Nosotros tenemos la gran suerte de estar haciendo el trabajo que nos gusta. Estamos encantados con ello y queremos hacerlo de la mejor manera posible, pero queremos las garantías mínimas para que nuestros pacientes sean atendidos con la dignidad que se merecen. Los niños son pequeños y sensibles pero no imbéciles.
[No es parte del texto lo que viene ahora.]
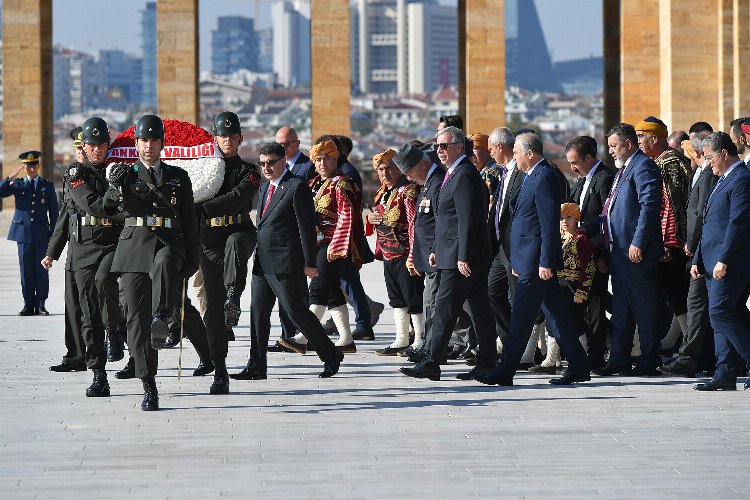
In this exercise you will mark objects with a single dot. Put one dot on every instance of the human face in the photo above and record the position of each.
(149, 150)
(271, 167)
(448, 150)
(288, 138)
(229, 144)
(325, 166)
(96, 153)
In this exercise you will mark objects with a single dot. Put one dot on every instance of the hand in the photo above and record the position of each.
(635, 254)
(720, 270)
(545, 273)
(694, 273)
(463, 268)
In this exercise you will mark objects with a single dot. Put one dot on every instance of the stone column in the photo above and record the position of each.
(481, 44)
(27, 84)
(177, 59)
(329, 66)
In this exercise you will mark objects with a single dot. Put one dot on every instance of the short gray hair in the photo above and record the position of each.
(502, 136)
(530, 142)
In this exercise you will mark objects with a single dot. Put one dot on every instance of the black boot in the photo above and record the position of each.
(232, 308)
(221, 379)
(150, 395)
(99, 388)
(128, 371)
(115, 346)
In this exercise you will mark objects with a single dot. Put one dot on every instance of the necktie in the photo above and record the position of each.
(271, 189)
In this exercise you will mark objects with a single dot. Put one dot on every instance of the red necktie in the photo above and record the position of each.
(271, 189)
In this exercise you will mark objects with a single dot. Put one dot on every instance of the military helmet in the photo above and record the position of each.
(149, 127)
(95, 131)
(227, 123)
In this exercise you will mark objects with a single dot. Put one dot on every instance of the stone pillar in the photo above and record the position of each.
(27, 84)
(481, 44)
(329, 66)
(177, 60)
(639, 60)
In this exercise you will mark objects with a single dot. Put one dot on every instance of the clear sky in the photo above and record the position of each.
(572, 28)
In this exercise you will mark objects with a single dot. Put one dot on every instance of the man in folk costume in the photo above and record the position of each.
(392, 219)
(335, 202)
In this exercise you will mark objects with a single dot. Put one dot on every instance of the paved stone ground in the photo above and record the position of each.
(367, 433)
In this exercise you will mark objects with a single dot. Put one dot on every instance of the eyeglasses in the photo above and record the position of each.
(268, 163)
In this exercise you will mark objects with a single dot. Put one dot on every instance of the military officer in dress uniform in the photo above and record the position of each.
(32, 226)
(227, 238)
(158, 246)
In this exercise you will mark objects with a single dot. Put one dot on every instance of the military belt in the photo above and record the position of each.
(151, 221)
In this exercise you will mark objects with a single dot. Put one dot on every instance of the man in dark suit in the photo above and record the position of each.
(631, 238)
(590, 193)
(501, 282)
(722, 257)
(284, 257)
(536, 255)
(461, 254)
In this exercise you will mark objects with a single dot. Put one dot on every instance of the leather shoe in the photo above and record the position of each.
(204, 368)
(68, 367)
(128, 371)
(159, 332)
(716, 384)
(423, 370)
(570, 378)
(331, 368)
(250, 372)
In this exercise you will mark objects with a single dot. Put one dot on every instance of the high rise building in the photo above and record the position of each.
(148, 48)
(234, 45)
(291, 42)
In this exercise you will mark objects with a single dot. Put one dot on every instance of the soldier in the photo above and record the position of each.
(33, 222)
(75, 357)
(227, 238)
(393, 220)
(158, 246)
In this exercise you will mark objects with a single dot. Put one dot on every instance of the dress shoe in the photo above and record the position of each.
(127, 372)
(232, 309)
(159, 332)
(204, 368)
(359, 334)
(99, 388)
(548, 370)
(424, 369)
(716, 385)
(115, 346)
(150, 395)
(27, 311)
(293, 345)
(331, 368)
(390, 351)
(68, 367)
(569, 378)
(677, 369)
(250, 372)
(348, 348)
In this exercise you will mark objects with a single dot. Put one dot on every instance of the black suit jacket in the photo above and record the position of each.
(286, 229)
(696, 204)
(461, 232)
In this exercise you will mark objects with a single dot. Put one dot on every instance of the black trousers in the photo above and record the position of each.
(404, 290)
(290, 290)
(453, 290)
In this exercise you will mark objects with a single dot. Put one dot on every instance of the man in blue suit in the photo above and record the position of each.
(722, 257)
(632, 242)
(535, 256)
(32, 226)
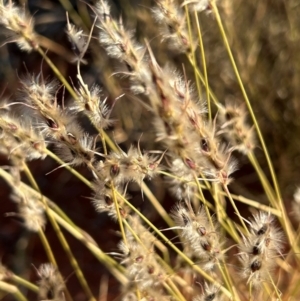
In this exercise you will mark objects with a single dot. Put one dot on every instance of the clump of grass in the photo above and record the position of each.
(166, 127)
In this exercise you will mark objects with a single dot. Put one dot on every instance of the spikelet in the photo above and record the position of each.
(201, 238)
(51, 284)
(19, 26)
(26, 141)
(260, 248)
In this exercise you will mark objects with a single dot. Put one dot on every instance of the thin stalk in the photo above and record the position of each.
(120, 219)
(47, 247)
(11, 289)
(192, 54)
(156, 204)
(180, 253)
(171, 292)
(176, 290)
(69, 168)
(20, 281)
(287, 226)
(57, 73)
(204, 66)
(116, 269)
(62, 240)
(235, 208)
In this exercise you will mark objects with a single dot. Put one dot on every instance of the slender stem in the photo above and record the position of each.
(11, 289)
(236, 209)
(288, 227)
(23, 282)
(192, 52)
(180, 253)
(159, 208)
(57, 73)
(62, 239)
(47, 247)
(69, 168)
(120, 219)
Saben lo que ocurre a su alrededor y se empapan de ello, de los conflictos en la familia o de los errores en la terapia. De lo bueno y de lo malo.

Algo nos da miedo. Cuando los conflictos aparecen en los medios, la intervención de aquellos que se ven concernidos es rápida pero puede ser ineficiente. No queremos soluciones que oculten el problema bajo alternativas chapuceras. Tenemos miedo de que nos digan que en tres días todo estará solucionado, porque eso no puede ser cierto. Eso es imposible. Crear ahora centros que no cumplan los requisitos enunciados puede aceptarse como solución de compromiso siempre que, al mismo tiempo, se ponga en marcha de verdad la reforma que se nececita. No nos fiamos y queremos seguir y controlar un proceso que garantice soluciones definitivas. Que al menos dentro de cinco años estemos como el resto de los países europeos en la actualidad. Hará falta dinero, pero ¿alguien cree que la sociedad española va a considerar que el gasto necesario para resolver este problema es un gasto superfluo?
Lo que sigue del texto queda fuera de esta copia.